For a "suitable" general multivector or Clifford number we try the Reverse or the Clifford conjugate. I notice that (X)(Xrev), for instance, results in only grades invariant to reversion; perhaps this would have been obvious beforehand to a mathematician. This elementary process works up to dimension 5, but fails at dimension 6. I have since seen 2 or 3 papers on the web which seem to agree with this result - but no one comments on it. Above dimension 5 it seems something more sophisticated is needed.
An example in dimension 5: (A)(Arev) = (B) gives grades B0 + B1 + B4 + B5.
B0 is the scalar and B1 is a vector; B4, B5 are the 4-vector and the pseudo-scalar.
In dimension 5 the pseudo-scalar commutes with all vectors and squares to +1 ; as a result we can use duality to re-arrange (B) as a paravector with coefficients in the duplex numbers (also known as hyperbolic, perplex or Study numbers) - that is as D0 + D1
Multiply by D0 - D1 to reach a duplex number which is readily reduced to a scalar.

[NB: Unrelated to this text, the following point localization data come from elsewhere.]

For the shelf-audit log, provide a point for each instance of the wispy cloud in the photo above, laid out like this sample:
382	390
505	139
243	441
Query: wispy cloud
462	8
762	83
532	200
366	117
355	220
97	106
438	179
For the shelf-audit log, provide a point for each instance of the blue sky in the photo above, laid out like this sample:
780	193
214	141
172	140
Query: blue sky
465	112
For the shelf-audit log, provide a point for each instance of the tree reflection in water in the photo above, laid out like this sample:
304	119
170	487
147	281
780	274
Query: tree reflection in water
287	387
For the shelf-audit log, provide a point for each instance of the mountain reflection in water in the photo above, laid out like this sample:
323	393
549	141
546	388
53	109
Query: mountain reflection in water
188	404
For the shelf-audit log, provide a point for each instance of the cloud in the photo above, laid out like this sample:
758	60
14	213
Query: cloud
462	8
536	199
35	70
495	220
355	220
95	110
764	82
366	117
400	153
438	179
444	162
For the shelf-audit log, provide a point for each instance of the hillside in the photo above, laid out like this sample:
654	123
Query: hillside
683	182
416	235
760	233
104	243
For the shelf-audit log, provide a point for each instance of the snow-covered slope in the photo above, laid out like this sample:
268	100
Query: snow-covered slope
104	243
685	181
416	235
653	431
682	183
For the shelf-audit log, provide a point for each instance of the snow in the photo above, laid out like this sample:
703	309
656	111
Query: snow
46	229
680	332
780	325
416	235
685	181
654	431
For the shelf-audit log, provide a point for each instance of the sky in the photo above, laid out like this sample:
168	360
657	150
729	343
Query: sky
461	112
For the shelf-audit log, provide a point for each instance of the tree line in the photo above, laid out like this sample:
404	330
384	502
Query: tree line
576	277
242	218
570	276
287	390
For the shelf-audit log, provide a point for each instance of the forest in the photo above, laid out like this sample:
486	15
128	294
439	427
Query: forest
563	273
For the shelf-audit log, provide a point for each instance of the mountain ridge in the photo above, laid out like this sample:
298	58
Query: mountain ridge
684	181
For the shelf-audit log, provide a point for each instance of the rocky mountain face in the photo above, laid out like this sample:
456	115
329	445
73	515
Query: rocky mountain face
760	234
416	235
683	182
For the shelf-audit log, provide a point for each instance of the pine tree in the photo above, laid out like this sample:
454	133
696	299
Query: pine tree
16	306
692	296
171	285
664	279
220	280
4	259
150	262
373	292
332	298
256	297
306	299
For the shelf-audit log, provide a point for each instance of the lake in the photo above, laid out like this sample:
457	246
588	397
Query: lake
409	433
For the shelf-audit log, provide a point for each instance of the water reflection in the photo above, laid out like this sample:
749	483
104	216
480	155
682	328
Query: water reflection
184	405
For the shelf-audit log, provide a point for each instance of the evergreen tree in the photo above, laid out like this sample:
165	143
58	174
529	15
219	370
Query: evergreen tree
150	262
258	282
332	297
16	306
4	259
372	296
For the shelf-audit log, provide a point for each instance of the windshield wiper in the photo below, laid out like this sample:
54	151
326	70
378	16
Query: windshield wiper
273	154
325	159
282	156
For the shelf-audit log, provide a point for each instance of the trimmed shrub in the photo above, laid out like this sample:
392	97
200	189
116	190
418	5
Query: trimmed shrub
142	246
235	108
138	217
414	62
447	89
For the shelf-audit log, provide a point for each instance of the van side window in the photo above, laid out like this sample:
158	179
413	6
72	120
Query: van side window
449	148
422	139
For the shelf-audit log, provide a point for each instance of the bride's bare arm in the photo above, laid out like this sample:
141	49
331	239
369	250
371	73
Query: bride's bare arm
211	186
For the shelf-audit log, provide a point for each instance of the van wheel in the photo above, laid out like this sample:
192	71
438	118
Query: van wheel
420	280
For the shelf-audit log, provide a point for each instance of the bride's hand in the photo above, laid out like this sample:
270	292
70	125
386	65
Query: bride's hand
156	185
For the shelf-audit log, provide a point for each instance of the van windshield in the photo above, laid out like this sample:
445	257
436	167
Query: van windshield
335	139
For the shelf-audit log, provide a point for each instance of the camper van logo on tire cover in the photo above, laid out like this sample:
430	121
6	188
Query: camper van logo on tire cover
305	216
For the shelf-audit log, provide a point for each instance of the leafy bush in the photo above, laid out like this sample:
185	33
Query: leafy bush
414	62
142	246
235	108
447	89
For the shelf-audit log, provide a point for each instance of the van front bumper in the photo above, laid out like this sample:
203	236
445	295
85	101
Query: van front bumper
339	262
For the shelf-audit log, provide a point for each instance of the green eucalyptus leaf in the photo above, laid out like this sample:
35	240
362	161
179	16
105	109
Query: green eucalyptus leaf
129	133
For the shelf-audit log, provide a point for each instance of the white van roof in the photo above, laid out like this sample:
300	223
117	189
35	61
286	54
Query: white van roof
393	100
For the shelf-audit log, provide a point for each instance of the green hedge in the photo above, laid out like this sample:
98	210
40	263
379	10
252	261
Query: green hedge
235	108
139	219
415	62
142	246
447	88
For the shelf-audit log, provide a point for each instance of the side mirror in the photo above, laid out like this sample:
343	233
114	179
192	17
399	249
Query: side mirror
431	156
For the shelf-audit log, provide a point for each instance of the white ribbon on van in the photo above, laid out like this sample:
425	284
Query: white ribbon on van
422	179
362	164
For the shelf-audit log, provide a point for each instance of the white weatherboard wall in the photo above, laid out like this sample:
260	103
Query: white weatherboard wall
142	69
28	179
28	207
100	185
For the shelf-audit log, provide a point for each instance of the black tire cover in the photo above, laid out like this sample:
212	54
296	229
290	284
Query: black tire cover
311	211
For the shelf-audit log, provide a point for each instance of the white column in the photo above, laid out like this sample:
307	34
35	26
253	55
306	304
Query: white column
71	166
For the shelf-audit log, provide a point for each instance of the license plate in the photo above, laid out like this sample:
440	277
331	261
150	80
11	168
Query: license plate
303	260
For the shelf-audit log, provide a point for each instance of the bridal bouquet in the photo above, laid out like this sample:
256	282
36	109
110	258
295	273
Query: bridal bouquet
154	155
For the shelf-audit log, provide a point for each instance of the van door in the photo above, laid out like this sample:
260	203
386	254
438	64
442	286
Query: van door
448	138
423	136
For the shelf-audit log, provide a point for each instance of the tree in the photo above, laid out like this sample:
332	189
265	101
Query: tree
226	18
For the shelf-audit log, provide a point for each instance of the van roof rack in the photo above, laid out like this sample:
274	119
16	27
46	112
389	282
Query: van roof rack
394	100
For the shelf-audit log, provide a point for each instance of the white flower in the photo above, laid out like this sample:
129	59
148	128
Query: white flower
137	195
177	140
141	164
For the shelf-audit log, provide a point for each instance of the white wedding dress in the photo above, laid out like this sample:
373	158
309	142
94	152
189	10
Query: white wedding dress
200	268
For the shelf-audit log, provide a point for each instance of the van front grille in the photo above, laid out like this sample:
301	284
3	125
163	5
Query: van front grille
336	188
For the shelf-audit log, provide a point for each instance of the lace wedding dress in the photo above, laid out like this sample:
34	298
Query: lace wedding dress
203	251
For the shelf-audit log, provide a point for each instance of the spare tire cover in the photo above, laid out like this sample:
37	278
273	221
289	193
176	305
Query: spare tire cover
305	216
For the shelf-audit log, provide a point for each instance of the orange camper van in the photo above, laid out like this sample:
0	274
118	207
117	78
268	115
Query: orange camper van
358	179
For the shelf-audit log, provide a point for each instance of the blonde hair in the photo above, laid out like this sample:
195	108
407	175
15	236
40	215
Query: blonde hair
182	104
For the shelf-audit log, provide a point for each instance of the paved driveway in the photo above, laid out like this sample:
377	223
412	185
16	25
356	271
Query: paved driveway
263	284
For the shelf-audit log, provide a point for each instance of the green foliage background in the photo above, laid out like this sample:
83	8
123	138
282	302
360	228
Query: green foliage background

For dimension 6 and above I found the following "in principle" process - but it doesn't look to me like an efficient one:
In dim 6 (and above) arrange (X) as A+Bn where (A) and (B) are in dim 5 and n is one of the unit vectors (e6) for instance. Post multiply by C+Dn so as to remove e6 in the result. This can be done by something looking rather like a projection operator as discussed by Bouma. Repeat the process to step down the dimensions. I don't see why this shouldn't be extended to as high a dimension as required.
Solution 4:
With respect to the geometric product, if B is a non-null versor (could be a mixed signature GA), the inverse of B will be:
$$B^{-1} = \frac{B^\dagger}{B B^\dagger}$$
For a null-versor, the inverse with respect to the geometric product does not exist.
Solution 5:
If your multivector is a product of vectors ($x = x_1x_2\cdots{}x_n$) then the invers is given by
\begin{align} x^{-1} & = \left(x_1x_2\cdots{}x_n\right)^{-1}\\ & = x_n^{-1}\cdots{}x_1^{-1}. \end{align}
Since none null vectors are always invertible ($a^{-1} = \frac{a}{\Vert{}a\Vert^2}$) you can compute your inverse from that.